Sanayi, ekonominin motoru. Motor arada bir yavaşlarsa, bu normal mi sayılmalı, yoksa yakıtın azaldığına dair alarm mı kabul edilmeli?
Ama işin içine bir de siyaset giriyor. Ekonomideki bu veriler üzerine tartışılacağına, siyasetin kavgası öne çıkıyor:
- İktidar, verileri başarı hikâyesine dönüştürmeye çalışıyor.
- Muhalefet ise her gerilemeyi kriz ilan ediyor.

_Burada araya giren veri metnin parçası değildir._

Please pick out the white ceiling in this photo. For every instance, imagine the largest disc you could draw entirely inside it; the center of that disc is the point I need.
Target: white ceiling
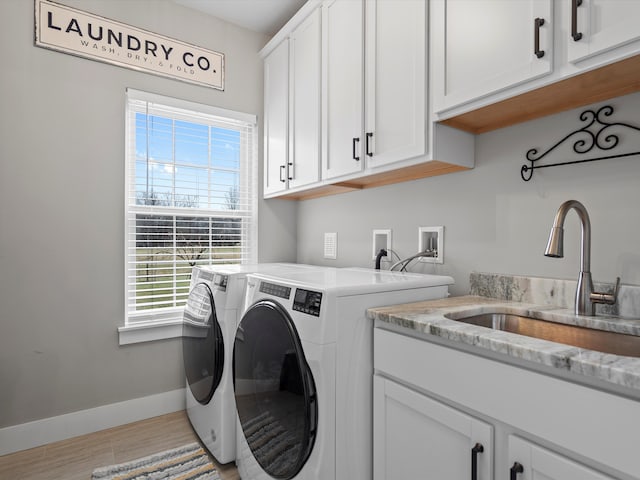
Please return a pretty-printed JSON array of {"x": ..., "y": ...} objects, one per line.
[{"x": 265, "y": 16}]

- Halk ise rakamların kavgasını değil, kendi sofrasındaki küçülmeyi görüyor.
Belki de asıl mesele şu:
Ekonomi, büyüme rakamlarıyla mı ölçülmeli, yoksa üretim çarklarının gerçekten halkın refahına katkısıyla mı?
Çünkü rakamlar büyürken sofradaki ekmek küçülüyorsa, o zaman sanayi verileri gerçeği mi yansıtıyor, yoksa sadece bir tabloyu mı süslüyor?
Ve siyasetin kavgası bu tabloyu daha da bulanıklaştırıyor. Veriler artık ekonomi gerçeğini değil, siyasi kutuplaşmanın yeni cephesini gösteriyor.